Stealing pages from the server...

Weighted Word Embedding


We just had a long Christmas vacation. It’s time to get back to study mode! Today I’m going to summarise some important point about weighted word embedding for some specific NLP tasks. Frankly speaking, this is the topic I wish to write about a few months ago, however, I was so busy during my MSc.

Load the Dataset

First things first, download IMDb dataset from HuggingFace’s Datasets library:

dataset = load_dataset("imdb")

def dataset_to_dataframe(dataset):
    X_train, y_train = dataset["train"]["text"], dataset["train"]["label"]
    X_test, y_test = dataset["test"]["text"], dataset["test"]["label"]
    
    df_train = pd.DataFrame({
        "text": X_train, 
        "label": y_train, 
        "tag": ["train"]*len(dataset["train"])
    })
    
    df_test = pd.DataFrame({
        "text": X_test, 
        "label": y_test, 
        "tag": ["test"]*len(dataset["test"])
    })
    return df_train, df_test

I tranformed the format into pd.DataFrame format.

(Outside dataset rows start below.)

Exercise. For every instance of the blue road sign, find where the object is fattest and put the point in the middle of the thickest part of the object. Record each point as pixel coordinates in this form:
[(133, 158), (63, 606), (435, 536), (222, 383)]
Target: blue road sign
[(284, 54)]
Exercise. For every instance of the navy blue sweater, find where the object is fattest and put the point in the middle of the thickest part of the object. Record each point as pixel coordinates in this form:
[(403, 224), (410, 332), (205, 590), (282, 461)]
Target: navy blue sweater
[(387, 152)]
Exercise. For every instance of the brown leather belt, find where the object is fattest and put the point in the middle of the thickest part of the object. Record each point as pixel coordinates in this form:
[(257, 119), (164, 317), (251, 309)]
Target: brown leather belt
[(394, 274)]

dataset = load_dataset("imdb")
df_train, df_test = dataset_to_dataframe(dataset)
print("Shape of training data: {}".format(df_train.shape))
print("Shape of tesing data: {}".format(df_test.shape))

There are 25000 samples for each training data and testing data.

Tokenisation

To tackle text related problem in NLP and ML area, tokenisation is one of the common pre-processing. There are various types of text processing techniques, such as lowercasing, stemming words, lemmetising words, and so on. In this article, I only went through handling work with tokenisation and lowercase.

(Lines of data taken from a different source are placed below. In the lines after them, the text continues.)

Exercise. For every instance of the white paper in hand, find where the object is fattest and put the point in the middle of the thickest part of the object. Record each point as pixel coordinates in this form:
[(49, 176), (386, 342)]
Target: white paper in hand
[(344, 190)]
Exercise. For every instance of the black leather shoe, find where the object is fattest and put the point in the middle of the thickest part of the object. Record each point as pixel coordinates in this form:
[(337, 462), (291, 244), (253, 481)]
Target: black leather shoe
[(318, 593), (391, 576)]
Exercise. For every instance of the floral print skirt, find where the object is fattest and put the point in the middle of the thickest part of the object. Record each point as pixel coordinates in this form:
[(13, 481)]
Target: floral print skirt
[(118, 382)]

There are many tools that support segmentation tool by all means, as I have listed below.

  1. English Segmentation Tools
  1. Chinese Segmentation Tools
  1. Japanese Segmentation Tools

I tokenised the sentence in the simplest way using regex.

def tokenization(text):
    text = re.split('\W+', text)
    return text

df_train["text_tokenised"] = df_train["text"].apply(lambda x: tokenization(x.lower()))
df_test["text_tokenised"] = df_test["text"].apply(lambda x: tokenization(x.lower()))

Word Embedding Model

Word2Vec

Proposed by Tomas Mikolov et al. in their paper, there are two architectures (CBOW and Skip-gram) of word2vec to learn the underlying word representations for each word by using neural networks.

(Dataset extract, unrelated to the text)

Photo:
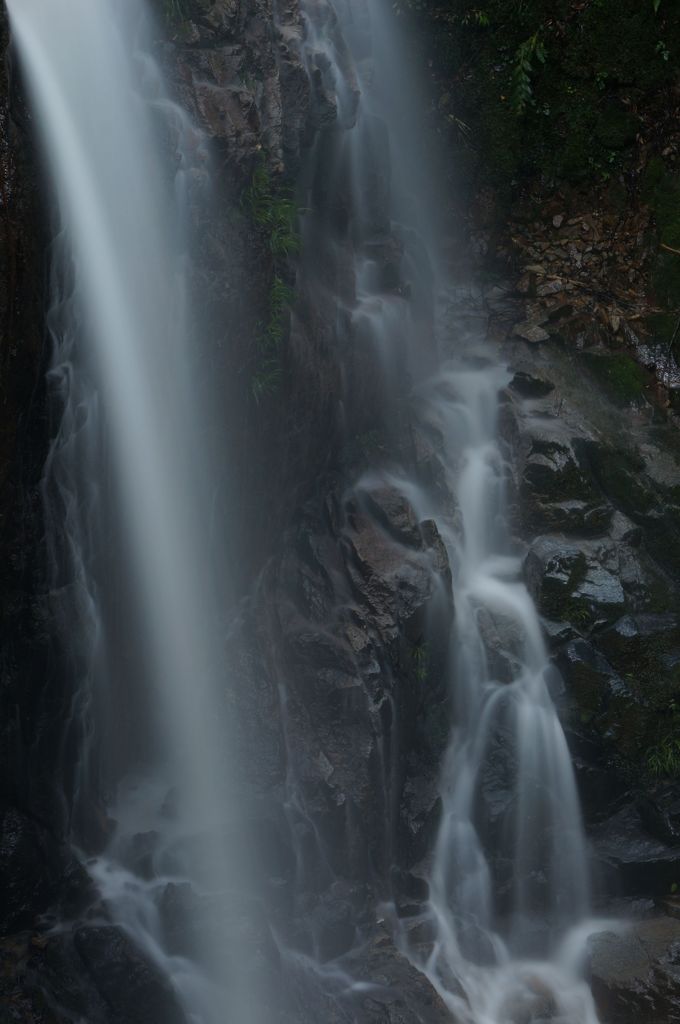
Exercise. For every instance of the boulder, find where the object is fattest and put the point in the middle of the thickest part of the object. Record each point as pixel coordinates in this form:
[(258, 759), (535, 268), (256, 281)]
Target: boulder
[(635, 974), (129, 984), (29, 871)]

In the CBOW model, the distributed representations of context (or surrounding words) are combined to predict the word in the middle.

Drawing

While in the Skip-gram model, the distributed representation of the input word is used to predict the context.

Drawing

GloVe

GloVe is an unsupervised learning algorithm, proposed by Jeffrey Pennington et al., for obtaining vector representations for words. Training is performed on aggregated global word-word co-occurrence statistics from a corpus, and the resulting representations showcase interesting linear substructures of the word vector space. The paper shows that the model efficiently leverages statistical information by training only on the nonzero elements in a word-word cooccurrence matrix, rather than on the entire sparse matrix or on individual context
windows in a large corpus.

FastText

FastText is capable of building word vectors for words that do not appear in the training set. For such words, the authors simply average the vector representation of its n-grams. This shows that they build robust word representations where prefixes and suffixes can be ignored if the grammatical form is not found in the dictionary.

There are two application of FastText.

  1. Using for learning word representations: P. Bojanowski, et al., Enriching Word Vectors with Subword Information
  2. Using for text classification: A. Joulin, et al., Bag of Tricks for Efficient Text Classification

Load Pre-trained Model from Gensim

  • Word2Vec pre-trained vectors download
    • Unzip the file:
      !gunzip ./GoogleNews-vectors-negative300.bin.gz
  • GloVe pre-trained vectors download
    • Convert file into a gensim word2vec format:
      glove2word2vec(glove_input_file=r"glove.840B.300d.txt", word2vec_output_file=r"gensim_glove_vectors.txt")
  • FastText pre-trained vectors download
    • Convert file into a binary format:
      embedding_dict = KeyedVectors.load_word2vec_format(r"cc.en.300.vec", binary=False)
      embedding_dict.save_word2vec_format(MODEL_PATH, binary=True)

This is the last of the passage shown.